Thursday, March 06, 2008

The Politics of Gotham

While researching examples for my last post, Postmodern Presidential Branding, I stumbled across some typesetting blogs discussing the Obama campaign's font, or typeset; Gotham.

So I was naturally interested in the typography as a visual political narrative. What does Obama's choice of Gotham say about his campaign, about his political philosophy? I imagine that Obama had nothing personally to do with choosing the font but his design team saw Gotham perhaps as a reflection of the candidate. Here's what Jonathan Hoefler and Tobias Frere-Jones, the designers of Gotham have to say;

A journalist recently asked what it is about Gotham that we think suits the Obama campaign. We'll defer to designers John Slabyk and Scott Thomas to make that call — they selected the font for Obama for America, we merely provided it — but one thing we can say as type designers is that Gotham isn't pretending to be anything it's not, which makes it an unusual and refreshing choice for a campaign. Political typefaces have a way of being chosen because they underscore (or imagine) some specific aspect of a candidate, working hard to convey "traditional values" or "strength and vigilance," or any number of graspable populist notions. The only thing Gotham works hard at is being Gotham.

Gotham then in some ways represents an American Helvetica, a typeface that, "shouldn’t have a meaning in itself" because "meaning is in the content of the text and not in the typeface." In Obama's case, does Gotham convey the message that the meaning is in the candidate? It does feel fresh, clean, and neutral. Like Obama. Perhaps the candidate, like the text, has no meaning in itself which has allowed his following to project their own meaning into the race.

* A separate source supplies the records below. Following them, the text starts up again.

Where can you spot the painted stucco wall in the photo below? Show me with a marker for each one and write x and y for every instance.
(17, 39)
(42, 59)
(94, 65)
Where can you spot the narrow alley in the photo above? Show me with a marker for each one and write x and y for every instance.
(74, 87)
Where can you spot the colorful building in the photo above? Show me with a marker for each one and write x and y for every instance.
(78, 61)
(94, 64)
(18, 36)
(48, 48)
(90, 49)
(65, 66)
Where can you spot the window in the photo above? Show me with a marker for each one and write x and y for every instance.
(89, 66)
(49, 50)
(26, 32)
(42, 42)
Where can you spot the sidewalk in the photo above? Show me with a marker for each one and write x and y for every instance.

Gotham, as it turns out, is quintessentially American Modernism. I find this terribly fascinating as Hoefler and Frere-Jones research to create Gotham suggests a contemporary Myth and Symbol American Studies project through the lens of typography.

An American Vernacular

Like most American cities, New York is host to a number of mundane buildings whose facades exhibit a distinctively American form of sans serif... And judging by how often it appears in signs for car parks and liquor stores, this might well be the natural form once followed by neon-lit aluminum channel letters. Although there is nothing to suggest that the makers of these different kinds of signs ever consciously followed the same models, the consistency with which this style of letter appears in the American urban landscape suggests that these forms were once considered in some way elemental... Read more...

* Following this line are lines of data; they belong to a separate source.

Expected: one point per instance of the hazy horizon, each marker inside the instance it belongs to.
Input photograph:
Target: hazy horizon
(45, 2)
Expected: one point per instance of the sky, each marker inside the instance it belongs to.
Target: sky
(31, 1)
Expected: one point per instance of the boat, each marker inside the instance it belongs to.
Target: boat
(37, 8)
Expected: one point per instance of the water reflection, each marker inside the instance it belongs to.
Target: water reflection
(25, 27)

Long before the emergence of a profession called “graphic design,” there was signage. Up until the mid-twentieth century, the job of providing architectural lettering often fell to engineers or draftsmen, most of whom worked outside of the typographic tradition. The shape of facade lettering was often determined by the practical business of legibility, rather than any sort of stylistic agenda — although inevitably, even the draftsman’s vision of “basic building lettering” was influenced by the prevailing style of the time.

Here is a short Youtube clip of the two type designers discussing the creation of Gotham, the font "born outside of type design."


The Youtube clip is actually a bonus feature from the DVD release of the documentary, Helvetica. Yes, an entire movie about a typeface. I'll never quite be able to look at typeface the same.